Terminaré con los extraordinarios titulares que como buen periodista el autor sabe
subrayar:
“Nacer es venir al mundo y no en tal o
cual país, ni en tal o cual casa”.
“Nací en un planeta no en un país”.
“Me prometía en mi fuero interno con una
pizca de orgullo que no regresaría a vivir a mi país hasta que fuera otra vez
el que yo había conocido. Sabía que era imposible, pero aquella exigencia no
era negociable y sigue sin serlo”.
“Es mi forma de ser fiel y nunca he
tenido otra”.
“Todo hombre tiene derecho a irse, es su
país quien tiene que convencerlo para que se quede”.

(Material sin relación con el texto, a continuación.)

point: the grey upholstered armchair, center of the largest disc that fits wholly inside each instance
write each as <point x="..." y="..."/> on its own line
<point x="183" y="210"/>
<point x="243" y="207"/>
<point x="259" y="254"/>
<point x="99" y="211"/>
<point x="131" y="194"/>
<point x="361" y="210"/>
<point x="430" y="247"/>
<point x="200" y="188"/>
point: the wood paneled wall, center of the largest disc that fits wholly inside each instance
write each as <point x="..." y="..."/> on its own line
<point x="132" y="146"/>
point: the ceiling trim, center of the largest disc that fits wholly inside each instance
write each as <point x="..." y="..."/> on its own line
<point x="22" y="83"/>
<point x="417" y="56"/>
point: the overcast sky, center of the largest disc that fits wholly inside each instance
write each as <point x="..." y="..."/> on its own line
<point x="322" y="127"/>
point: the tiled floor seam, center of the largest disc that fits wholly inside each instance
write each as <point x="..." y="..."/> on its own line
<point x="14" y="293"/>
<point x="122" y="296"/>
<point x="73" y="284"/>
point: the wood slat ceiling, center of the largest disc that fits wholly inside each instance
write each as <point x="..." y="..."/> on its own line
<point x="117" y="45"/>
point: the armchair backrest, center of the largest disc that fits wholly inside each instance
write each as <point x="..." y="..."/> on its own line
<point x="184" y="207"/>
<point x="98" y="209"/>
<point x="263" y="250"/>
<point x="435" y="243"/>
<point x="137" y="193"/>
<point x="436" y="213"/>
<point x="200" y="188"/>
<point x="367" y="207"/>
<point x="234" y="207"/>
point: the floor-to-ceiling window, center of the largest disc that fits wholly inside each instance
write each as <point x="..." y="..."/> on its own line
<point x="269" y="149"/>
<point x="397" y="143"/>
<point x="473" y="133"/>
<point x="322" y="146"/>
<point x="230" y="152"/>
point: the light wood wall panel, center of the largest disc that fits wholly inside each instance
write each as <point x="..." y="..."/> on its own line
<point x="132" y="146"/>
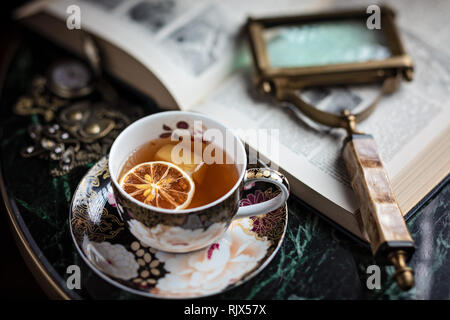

“Las religiones ya no son religiones
sino facciones, partidos, milicias”.
“Es fácil reponerse de la desaparición
del pasado, de lo que no puede uno reponerse es de la desaparición del
porvenir”.
“Las leyes de la sociedad no son las de
la gravedad, con frecuencia te caes hacia arriba y no hacia abajo”.
Ha
sido una experiencia conmovedora, confieso que he llorado en muchos tramos, que
siento un gran cariño por el corazón elegante de este escritor que aún nota
malas caras cuando le escuchan hablar en árabe, este autor que comenzó su discurso
de agradecimiento por el Premio Príncipe de Asturias pidiendo disculpas por no
hablar nuestro idioma, recalcando que lo entendía en gran parte pero que no lo
hablaba, ¡un francés con esa deferencia hacia nosotros!, no sé si soy injusta
al decir con ironía que no es habitual.
Regalaré
el libro a mis hijas, a mi hermano, a mis personas queridas...
Un
abrazo y hasta el próximo encuentro.